March 12, 2018
March 16, 2018
Underrepresentation in leadership can make diversity efforts feel hollow and forced. Having wide representation in staff will fall flat without corresponding diversity within management and executive roles at the company. Let’s take a closer look at why a diverse workforce requires diverse management:
Research indicates that diversity in leadership teams is lacking. In some industries, there is a wide disconnect between a stated commitment to diversity and actually putting it into practice. For example, one study conducted by Koya Leadership Partners and Education Pioneers found that while 98 percent of nonprofit organizations surveyed supported diversity, only 26 percent had a budget for programs related to supporting diversity. Furthermore, leadership representation was lacking, with a steep decline of team members of color with titles beyond the director level. It’s not only the nonprofit space where this is a problem. White men represent 72 percent of corporate leadership at 16 of the Fortune 500 companies. And research by Catalyst showed that women of color make up just 4.7 percent of executive, senior-level, and management roles at S&P 500 companies. Many companies commit to diverse hiring and actively create a welcoming, inclusive work culture. It’s important that the leadership at organizations reflect diversity.

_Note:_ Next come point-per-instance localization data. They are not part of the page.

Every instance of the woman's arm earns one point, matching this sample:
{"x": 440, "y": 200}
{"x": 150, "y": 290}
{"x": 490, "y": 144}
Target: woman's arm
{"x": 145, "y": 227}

Companies that are committed to establishing diverse leadership are more successful, noted the McKinsey&Company report, Diversity Matters. The firm found that companies in the top quartile for racial and ethnic diversity are 35 percent more likely to have financial returns above the national medians for their industries. It also found that for every 10 percent increase in diversity on the leadership team, companies see their earnings before interest and taxes increase by 0.8 percent. In addition, researchers from the University of Maryland and Columbia Business School found that companies with at least one woman on the top management team tend to be more innovative. The group’s findings suggest that the presence of just one woman in upper management creates 1 percent more economic value for the organization, equal to $40 million.
According to the Harvard Business Review, it’s because diverse teams are smarter. Working with people who are different from you requires you to adopt new ways of thinking and look at facts more critically, the publication said, citing two studies that back up this assertion. In one, people were placed on either an ethnically diverse or homogeneous team and asked to price stocks. The diverse teams were 58 percent more accurate in their pricing. In the second study, people were assigned to ethnically diverse or homogenous mock jury panels. Those on the diverse panels made fewer factual errors while talking about the evidence presented to them. Diversity in leadership improves company performance. It can also create a more inclusive culture, where employees see people who share their backgrounds in influential executive roles. Take a second look at your company and see how more women and minorities can take on leadership roles.